The authors make several useful points regarding their concerns about BioScience-oriented text generated through interactions with the LLM ChatGPT, specifically GPT3.5. Many of these concerns, including transparency—how responses can be substantiated and the perceived shallowness of responses—have been noted in other articles as well.
The authors also make the interesting observation that AI/NLP technology (not specifically ChatGPT) may already be training us as writers to make the simplest, most efficient word choices—specifically through word completion technologies like auto-suggest in email—and in doing so, may be reducing overall linguistic diversity. They reach the conclusion that now is the time to think critically about how to incorporate AI into science in the hopes that AI systems can free human researchers to do “higher value activities.”
- How To Be Creative In The Age Of Generative AI And ChatGPT, Tomas Chamorro-Premuzic
This resource offers a very hopeful take on how AI can be integrated into and enhance the creativity of humans. There are a handful of short—and fairly obvious—recommendations on how to integrate generative AI technology. The author recommends that AI technologies not be dismissed and instead should be experimented and played with to test both capabilities and limits. The argument is that if users learn to add value beyond the technology’s limits, it can become a suitable companion or partner in the creative process, which then will make human talent rather than AI the critical differentiator in the work’s value.

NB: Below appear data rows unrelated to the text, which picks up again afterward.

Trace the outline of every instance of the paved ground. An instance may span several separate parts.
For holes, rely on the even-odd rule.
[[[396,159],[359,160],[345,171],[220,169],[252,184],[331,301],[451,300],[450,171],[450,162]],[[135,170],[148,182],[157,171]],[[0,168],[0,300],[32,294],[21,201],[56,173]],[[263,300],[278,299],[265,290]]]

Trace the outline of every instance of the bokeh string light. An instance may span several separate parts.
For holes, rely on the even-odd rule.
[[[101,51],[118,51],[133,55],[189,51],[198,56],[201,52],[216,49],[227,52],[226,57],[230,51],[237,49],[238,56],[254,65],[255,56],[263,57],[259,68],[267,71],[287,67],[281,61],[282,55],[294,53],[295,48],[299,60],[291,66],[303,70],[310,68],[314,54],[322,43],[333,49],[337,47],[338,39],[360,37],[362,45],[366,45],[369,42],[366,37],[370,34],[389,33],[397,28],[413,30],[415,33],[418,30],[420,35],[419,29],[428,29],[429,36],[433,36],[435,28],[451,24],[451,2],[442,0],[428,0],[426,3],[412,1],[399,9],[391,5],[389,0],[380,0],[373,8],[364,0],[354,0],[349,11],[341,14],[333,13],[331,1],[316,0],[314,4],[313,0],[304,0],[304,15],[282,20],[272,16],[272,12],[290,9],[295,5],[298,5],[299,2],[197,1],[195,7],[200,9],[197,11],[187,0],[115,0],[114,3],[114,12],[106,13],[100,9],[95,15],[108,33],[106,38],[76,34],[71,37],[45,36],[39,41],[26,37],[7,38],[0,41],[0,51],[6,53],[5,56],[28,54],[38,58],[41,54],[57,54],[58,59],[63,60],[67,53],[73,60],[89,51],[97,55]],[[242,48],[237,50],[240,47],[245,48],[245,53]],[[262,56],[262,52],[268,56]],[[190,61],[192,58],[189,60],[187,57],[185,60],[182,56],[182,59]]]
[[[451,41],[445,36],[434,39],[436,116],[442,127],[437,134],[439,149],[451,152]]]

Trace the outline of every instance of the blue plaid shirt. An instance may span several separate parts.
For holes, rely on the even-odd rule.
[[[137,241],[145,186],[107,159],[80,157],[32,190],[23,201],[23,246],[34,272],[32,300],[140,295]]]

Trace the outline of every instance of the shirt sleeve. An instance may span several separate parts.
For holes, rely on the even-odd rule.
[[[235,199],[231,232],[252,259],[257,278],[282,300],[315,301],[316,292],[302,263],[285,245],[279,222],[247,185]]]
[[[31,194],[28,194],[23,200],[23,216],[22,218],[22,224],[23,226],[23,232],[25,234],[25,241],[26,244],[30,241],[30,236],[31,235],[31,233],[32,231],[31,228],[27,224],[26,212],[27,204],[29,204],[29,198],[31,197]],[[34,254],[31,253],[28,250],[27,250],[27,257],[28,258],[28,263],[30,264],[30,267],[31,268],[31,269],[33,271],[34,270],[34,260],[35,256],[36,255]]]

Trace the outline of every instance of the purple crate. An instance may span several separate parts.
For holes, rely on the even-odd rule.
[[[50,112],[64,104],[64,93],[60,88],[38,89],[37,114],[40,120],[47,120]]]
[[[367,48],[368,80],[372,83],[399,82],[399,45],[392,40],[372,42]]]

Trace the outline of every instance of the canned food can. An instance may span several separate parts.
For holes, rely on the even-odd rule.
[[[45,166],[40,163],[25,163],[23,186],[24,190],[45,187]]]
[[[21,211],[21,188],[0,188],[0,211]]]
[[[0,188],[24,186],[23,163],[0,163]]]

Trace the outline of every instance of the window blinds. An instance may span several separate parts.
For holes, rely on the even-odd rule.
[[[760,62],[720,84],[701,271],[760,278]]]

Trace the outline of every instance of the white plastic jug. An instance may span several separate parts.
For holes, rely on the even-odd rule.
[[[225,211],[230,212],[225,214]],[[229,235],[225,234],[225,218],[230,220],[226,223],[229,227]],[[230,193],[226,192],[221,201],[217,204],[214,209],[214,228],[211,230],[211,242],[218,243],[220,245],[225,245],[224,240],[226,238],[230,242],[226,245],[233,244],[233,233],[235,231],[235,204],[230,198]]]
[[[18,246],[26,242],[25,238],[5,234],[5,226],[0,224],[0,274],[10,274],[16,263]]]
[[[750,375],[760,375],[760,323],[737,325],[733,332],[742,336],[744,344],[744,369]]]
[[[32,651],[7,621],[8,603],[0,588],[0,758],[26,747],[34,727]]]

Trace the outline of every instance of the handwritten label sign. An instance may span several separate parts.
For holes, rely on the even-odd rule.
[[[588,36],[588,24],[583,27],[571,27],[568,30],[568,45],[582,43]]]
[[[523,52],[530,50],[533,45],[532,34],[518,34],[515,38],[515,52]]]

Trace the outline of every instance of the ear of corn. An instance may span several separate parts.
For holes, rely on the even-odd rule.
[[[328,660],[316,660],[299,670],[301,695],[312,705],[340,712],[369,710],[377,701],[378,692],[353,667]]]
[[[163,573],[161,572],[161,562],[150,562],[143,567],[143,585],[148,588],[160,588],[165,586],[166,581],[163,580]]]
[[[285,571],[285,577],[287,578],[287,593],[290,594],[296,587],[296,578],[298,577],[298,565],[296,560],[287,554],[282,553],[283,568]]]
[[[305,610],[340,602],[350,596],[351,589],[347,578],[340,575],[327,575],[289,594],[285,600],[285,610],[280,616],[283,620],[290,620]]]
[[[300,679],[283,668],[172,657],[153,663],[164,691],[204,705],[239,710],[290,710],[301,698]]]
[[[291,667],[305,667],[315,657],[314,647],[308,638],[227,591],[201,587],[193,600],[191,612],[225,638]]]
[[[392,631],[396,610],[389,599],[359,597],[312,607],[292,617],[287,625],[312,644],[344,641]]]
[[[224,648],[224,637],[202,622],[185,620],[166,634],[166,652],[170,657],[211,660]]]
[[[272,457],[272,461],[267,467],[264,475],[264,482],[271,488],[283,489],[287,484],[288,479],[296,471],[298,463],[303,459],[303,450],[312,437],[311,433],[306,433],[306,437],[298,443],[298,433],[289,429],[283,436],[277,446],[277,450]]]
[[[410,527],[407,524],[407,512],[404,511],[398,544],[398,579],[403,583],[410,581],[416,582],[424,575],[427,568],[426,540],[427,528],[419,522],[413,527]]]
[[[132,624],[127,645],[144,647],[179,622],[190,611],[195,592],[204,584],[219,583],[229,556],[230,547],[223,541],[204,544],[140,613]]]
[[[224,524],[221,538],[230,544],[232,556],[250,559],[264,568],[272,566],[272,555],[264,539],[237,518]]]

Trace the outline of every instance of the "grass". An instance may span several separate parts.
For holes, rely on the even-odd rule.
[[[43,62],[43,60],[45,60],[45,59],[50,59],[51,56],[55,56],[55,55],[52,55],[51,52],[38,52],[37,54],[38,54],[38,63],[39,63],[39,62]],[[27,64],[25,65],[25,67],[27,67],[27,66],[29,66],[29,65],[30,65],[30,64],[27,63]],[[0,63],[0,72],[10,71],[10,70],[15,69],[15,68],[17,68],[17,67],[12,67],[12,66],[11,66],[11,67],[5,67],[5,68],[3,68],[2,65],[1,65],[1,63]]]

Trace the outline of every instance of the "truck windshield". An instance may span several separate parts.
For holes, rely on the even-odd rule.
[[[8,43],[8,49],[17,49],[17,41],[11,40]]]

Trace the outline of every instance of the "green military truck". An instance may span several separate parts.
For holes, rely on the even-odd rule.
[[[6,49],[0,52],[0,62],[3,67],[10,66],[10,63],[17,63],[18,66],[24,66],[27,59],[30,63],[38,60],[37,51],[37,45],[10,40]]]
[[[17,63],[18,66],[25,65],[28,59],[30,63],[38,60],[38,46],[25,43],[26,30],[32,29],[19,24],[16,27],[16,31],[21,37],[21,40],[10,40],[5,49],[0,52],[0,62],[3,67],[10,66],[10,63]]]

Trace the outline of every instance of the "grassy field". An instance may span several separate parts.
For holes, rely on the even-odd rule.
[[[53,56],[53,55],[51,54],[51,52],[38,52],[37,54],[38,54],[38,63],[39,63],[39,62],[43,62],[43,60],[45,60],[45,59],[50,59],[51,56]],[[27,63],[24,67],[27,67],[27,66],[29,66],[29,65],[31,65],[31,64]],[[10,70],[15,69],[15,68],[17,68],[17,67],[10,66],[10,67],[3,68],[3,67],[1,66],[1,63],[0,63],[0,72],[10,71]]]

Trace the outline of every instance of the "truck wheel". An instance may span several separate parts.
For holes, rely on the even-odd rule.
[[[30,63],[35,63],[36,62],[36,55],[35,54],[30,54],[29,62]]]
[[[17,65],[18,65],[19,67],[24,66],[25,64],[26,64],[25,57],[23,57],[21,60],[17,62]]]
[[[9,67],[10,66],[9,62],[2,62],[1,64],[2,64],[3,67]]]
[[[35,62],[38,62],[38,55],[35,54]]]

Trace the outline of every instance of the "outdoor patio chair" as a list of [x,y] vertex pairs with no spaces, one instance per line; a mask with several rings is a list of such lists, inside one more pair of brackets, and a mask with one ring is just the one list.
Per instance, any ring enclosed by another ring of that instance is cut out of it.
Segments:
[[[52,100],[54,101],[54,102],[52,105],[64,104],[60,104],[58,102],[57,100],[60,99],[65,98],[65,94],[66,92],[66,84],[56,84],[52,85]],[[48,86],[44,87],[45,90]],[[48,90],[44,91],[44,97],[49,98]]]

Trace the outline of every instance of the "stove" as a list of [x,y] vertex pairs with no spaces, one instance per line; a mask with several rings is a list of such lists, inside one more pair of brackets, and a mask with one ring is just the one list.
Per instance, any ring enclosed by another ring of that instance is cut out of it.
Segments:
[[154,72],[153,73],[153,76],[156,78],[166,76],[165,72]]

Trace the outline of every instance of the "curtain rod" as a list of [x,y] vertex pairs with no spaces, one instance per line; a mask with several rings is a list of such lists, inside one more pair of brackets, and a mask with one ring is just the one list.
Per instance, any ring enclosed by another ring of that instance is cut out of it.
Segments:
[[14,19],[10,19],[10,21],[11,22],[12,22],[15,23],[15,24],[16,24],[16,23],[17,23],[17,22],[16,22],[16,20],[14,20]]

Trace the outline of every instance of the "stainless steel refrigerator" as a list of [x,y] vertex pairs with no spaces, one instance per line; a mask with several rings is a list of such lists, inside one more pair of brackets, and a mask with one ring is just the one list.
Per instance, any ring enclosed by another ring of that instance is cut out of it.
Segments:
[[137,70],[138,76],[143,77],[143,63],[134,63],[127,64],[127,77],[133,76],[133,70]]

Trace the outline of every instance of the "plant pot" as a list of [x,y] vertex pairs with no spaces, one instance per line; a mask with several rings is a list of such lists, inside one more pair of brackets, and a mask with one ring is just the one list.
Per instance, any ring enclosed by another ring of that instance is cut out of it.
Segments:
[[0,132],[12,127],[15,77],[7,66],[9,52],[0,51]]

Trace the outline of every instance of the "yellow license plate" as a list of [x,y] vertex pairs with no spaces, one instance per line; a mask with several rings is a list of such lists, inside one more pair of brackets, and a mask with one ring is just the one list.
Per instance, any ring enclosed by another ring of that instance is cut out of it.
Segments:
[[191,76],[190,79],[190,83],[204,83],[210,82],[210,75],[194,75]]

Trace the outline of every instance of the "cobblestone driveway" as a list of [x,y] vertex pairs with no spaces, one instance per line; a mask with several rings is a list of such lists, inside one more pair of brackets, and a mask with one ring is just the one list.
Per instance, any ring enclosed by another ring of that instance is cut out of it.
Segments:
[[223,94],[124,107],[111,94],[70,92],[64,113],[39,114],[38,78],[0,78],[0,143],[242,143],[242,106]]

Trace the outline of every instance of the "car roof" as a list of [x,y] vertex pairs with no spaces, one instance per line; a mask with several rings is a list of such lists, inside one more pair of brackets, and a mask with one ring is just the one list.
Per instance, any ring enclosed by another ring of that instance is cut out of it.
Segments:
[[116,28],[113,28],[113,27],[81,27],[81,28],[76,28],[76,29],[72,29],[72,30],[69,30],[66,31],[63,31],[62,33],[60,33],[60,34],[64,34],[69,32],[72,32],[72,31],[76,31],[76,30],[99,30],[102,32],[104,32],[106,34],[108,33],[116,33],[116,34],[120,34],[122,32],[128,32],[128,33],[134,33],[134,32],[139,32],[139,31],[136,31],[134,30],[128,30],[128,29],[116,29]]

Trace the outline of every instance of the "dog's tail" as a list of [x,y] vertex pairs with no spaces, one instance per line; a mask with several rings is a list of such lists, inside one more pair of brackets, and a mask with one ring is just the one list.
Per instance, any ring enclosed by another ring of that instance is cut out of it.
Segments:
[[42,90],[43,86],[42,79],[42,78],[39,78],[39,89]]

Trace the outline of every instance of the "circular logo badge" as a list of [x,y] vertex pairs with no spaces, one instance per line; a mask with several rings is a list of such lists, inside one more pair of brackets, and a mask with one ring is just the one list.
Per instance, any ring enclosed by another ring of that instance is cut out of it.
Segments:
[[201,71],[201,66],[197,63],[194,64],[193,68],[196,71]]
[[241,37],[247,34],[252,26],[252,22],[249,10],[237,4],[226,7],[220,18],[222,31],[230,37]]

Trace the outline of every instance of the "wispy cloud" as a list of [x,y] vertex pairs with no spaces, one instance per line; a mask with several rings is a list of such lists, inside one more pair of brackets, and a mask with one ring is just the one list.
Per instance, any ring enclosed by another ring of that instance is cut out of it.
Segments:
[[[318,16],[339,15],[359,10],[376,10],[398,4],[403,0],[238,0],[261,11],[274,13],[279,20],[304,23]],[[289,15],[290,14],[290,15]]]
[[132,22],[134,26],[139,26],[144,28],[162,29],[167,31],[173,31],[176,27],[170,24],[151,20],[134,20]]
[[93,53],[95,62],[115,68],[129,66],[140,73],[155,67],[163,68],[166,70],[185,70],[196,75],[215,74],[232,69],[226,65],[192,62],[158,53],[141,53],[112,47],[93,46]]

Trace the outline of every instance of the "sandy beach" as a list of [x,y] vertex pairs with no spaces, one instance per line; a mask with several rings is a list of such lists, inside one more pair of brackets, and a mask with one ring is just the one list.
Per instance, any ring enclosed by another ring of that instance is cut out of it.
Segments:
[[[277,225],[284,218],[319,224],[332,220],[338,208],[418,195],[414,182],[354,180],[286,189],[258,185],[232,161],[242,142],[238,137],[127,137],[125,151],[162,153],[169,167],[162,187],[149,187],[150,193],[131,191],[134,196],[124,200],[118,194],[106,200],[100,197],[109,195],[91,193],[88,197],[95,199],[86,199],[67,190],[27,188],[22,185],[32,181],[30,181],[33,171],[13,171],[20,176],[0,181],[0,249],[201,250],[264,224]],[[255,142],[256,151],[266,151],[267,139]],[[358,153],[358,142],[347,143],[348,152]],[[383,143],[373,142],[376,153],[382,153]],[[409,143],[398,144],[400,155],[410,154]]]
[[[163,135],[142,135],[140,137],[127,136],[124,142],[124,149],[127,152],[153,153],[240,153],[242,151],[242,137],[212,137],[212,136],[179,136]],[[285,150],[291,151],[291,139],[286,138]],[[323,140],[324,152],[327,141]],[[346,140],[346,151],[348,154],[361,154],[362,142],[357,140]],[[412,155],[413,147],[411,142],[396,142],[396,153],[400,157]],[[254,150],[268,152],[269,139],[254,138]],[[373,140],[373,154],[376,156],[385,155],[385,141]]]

A couple of the most solid points are best exemplified by the following two excerpts:
“much of what AI generates is hardly creative, but rather an aggregate or average of what humans generated before. However, this is also true for human creativity, since ‘talent borrows, but genius steals’ - a quote borrowed and stolen by so many it is impossible to attribute it to anyone with certainty.”
“the critical question is not whether or how we can remain more creative than AI, but rather, how we can become more creative with it, in the sense of leveraging it as a tool to enhance our creative performance.”
This short article is light on technical details and may resonate most with those engaged in creative activities, such as the artists, writers, composers, and filmmakers on campus, especially those who have not yet experimented with DALLE-2 or ChatGPT.
The Leatherby Libraries’ website also contains an initial, robust set of resource materials. The AI libguide includes links and brief summaries of articles and other information resources, including policies from other universities on generative AI. The guide is organized into the following sections: Teaching & Learning, Research, Business Applications, Policies, and a Glossary.